The attack also does not affect the confidentiality of either the original request or the reply from the server, however as with cross site request forgery, it may allow an attacker to use the clients credentials (e.g. a client certificate, cookie, or password) without knowing them.

While the attack only works for the first request sent over a TLS session (subsequent renegotiation requests are sent in the encryption context and can thus not be inserted) M could force the session to reset after x seconds of inactivity by sending a reset packet to both C and S, thus forcing a new TCP and TLS session to be re-established and thus gaining a new window of opportunity.

What can be done against this attack?

Currently there are no fixes available. In their whitepaper Marsh Ray et al describe several possible solutions, which unfortunately all more or less break backwards compatibility.

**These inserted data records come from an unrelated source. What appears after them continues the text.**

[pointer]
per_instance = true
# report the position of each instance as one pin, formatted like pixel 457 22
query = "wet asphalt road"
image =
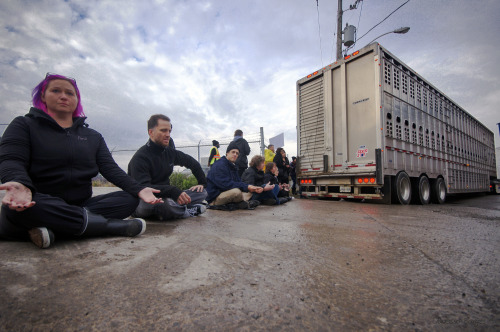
pixel 309 265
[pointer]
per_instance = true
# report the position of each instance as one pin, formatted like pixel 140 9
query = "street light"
pixel 400 31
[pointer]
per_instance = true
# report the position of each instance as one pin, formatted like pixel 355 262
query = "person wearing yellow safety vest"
pixel 214 153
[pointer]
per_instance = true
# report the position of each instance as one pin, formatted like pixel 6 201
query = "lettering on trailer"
pixel 361 101
pixel 362 151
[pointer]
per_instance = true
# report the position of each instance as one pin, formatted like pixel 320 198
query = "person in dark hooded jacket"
pixel 244 148
pixel 47 161
pixel 254 175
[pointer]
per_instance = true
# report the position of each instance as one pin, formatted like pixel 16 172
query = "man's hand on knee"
pixel 199 188
pixel 183 199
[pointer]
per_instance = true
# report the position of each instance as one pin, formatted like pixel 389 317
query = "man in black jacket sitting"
pixel 153 164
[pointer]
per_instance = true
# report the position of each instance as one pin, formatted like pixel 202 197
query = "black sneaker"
pixel 253 203
pixel 126 227
pixel 197 209
pixel 248 205
pixel 283 200
pixel 42 237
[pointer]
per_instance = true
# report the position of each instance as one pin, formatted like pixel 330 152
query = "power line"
pixel 319 32
pixel 383 20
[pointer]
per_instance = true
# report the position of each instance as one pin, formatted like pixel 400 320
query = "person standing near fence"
pixel 153 164
pixel 214 153
pixel 269 154
pixel 244 148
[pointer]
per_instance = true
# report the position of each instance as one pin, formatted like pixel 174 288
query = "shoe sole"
pixel 40 237
pixel 143 226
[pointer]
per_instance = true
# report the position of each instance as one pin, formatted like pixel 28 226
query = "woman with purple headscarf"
pixel 47 161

In response to this attack OpenSSL today released OpenSSL 0.9.8l which does not fix the vulnerability, but disables renegotiation completely. This change to OpenSSL may break certain applications so it should be carefully tested before it is implemented.
From an HTTPS perspective the problem has similarities with cross site request forgery and can be defended against in a similar manner. If a program requires a unique session ID with sufficient entropy as part of the URL this session ID cannot be read or reused by the attacker.
The problem currently has the full attention of Internet Engineering Task Force (IETF) TLS workgroup so hopefully they will come up with a fix soon. In the mean time you could disable renegotiation for OpenSSL based products if this does not break the application stack.

Conclusion

While the attack does not break the confidentiality of the communication between client and server it does allow an attacker to insert text into the first request of the client, thus breaking its integrity. This issue is a fundamental protocol level issue that cannot be fixed without breaking backward compatibility. If the application using TLS (e.g. HTTPS) does not need renegotiation, turning renegotiation off may be a possibility, however there are numerous situations where renegotiation is needed (e.g. certain scenarios where client certificate authentication is used for https).
I do not agree with Moxie Marlinspike who was quoted to say “It doesn’t affect your webmail, online banking or online shopping experience.” However the attack is hard to use and the attacker will need to have detailed knowledge of the application he is attacking. This attack will first appear in highly targeted scenarios. Since the attack is a man in the middle attack the attack will have to have control over all the traffic between client and server and vice versa in order to fully exploit the attack.

With this attack TLS does not fully protect the integrity of the communication between client and server.